- Texts: Ramayana, Puranas
- Region: Ayodhya

Genealogy
- Parents: Sagara (father), Keshini (mother)
- Consort: Ambujakshi
- Children: Amshuman
- Dynasty: Suryavamsha

= Asamanja =

Prince in Hindu tradition

Asamanjasa (असमञ्जस), also rendered Asamanja, is the eldest son of King Sagara and one of his two queens, Keshini, in Hindu literature.

==Legend==

=== Ramayana ===
The birth of Asamanjasa is described in the Ramayana. King Sagara of the Suryavamsha dynasty married Keshini and Sumati, but still lacked heirs for several years. Thus, accompanied by his two queens, he set forth towards the mountain Bhṛguprasravaṇa in the Himalayas, and performed a long tapas. Pleased, the sage Bhrigu offered the king a boon: One of his queens would give birth to one son, but one who would further the dynasty's line, and his other queen would produce 60,000 sons. After a few years, Keshini gave birth to Asamanjasa, and Sumati gave birth to the 60,000 sons.

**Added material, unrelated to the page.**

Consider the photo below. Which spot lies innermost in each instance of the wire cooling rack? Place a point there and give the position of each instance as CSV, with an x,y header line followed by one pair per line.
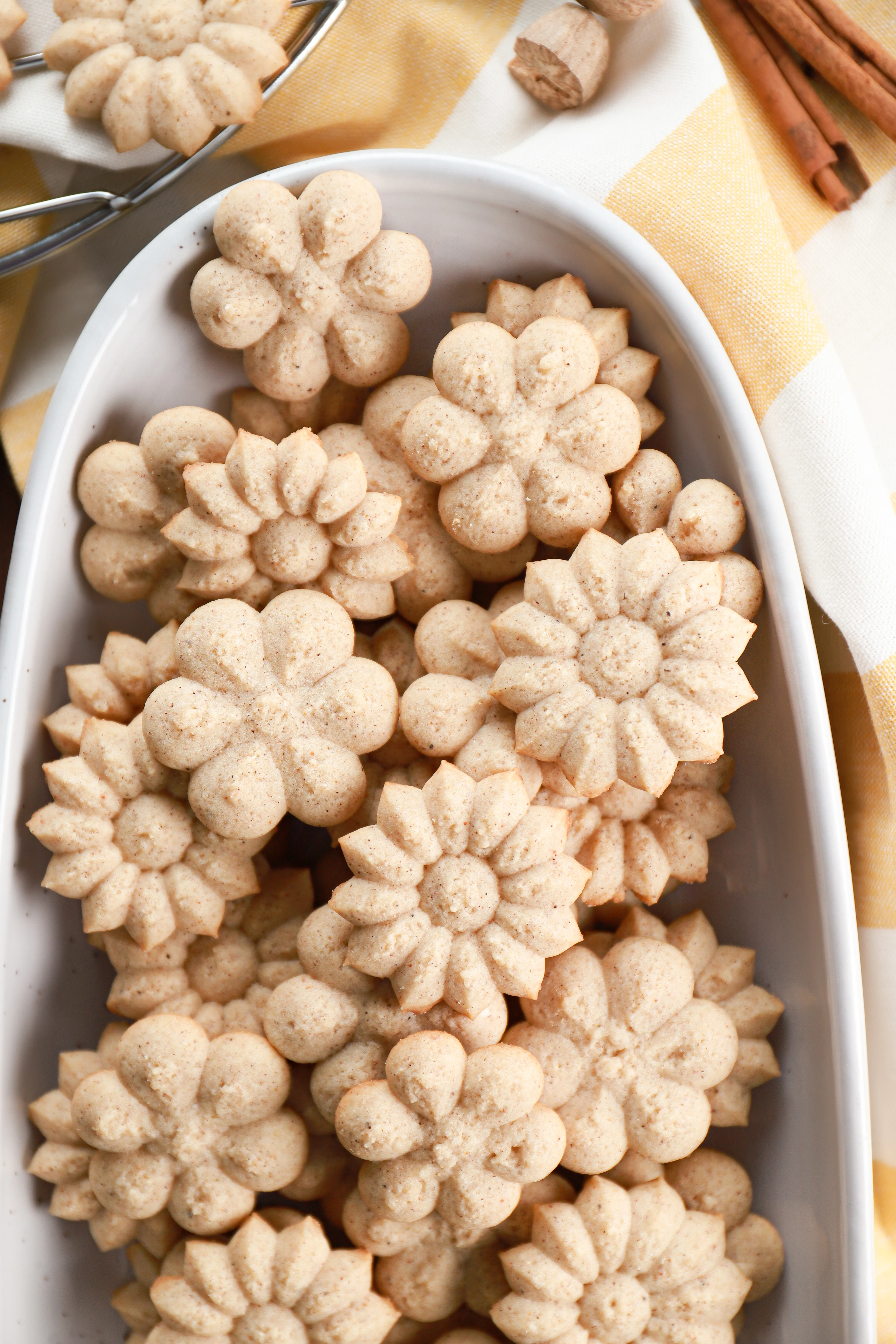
x,y
111,206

According the text, the prince was a wild and wicked young man. He used to throw young boys playing in Sarayu river into great depths, and see them drown. Thus, his father Sagara exiled him. But his son Amshuman, from his wife Ambujakshi, was a favourite of the people, and succeeded Sagara as the next king of Ayodhya.

=== Vishnu Purana ===
According to the Vishnu Purana, King Sagara performed the ashvamedha yajna to establish his suzerainty of the earth. Indra, the king of the devas, grew fearful over the results of the yajna, and so he decided to steal the sacrificial horse near a mountain. He left the horse at Patala near the sage Kapila, who was engaged in a deep meditation. King Sagara's 60,000 sons, and his son Asamanjasa, collectively known as the Sagarputras (Sons of Sagara) were commanded to find the horse. When the 60,000 sons circled the Ashtadiggajas and found the horse grazing near the sage, they made a great hubbub. When the furious sage opened his eyes to glare at them, they were immediately burned to ashes. Sagara would be succeeded by Asamanjasa's son, Amshuman.

=== Harivamsa ===
According to the Harivamsa, he was afterwards famous for his valour, under the name of Panchajana.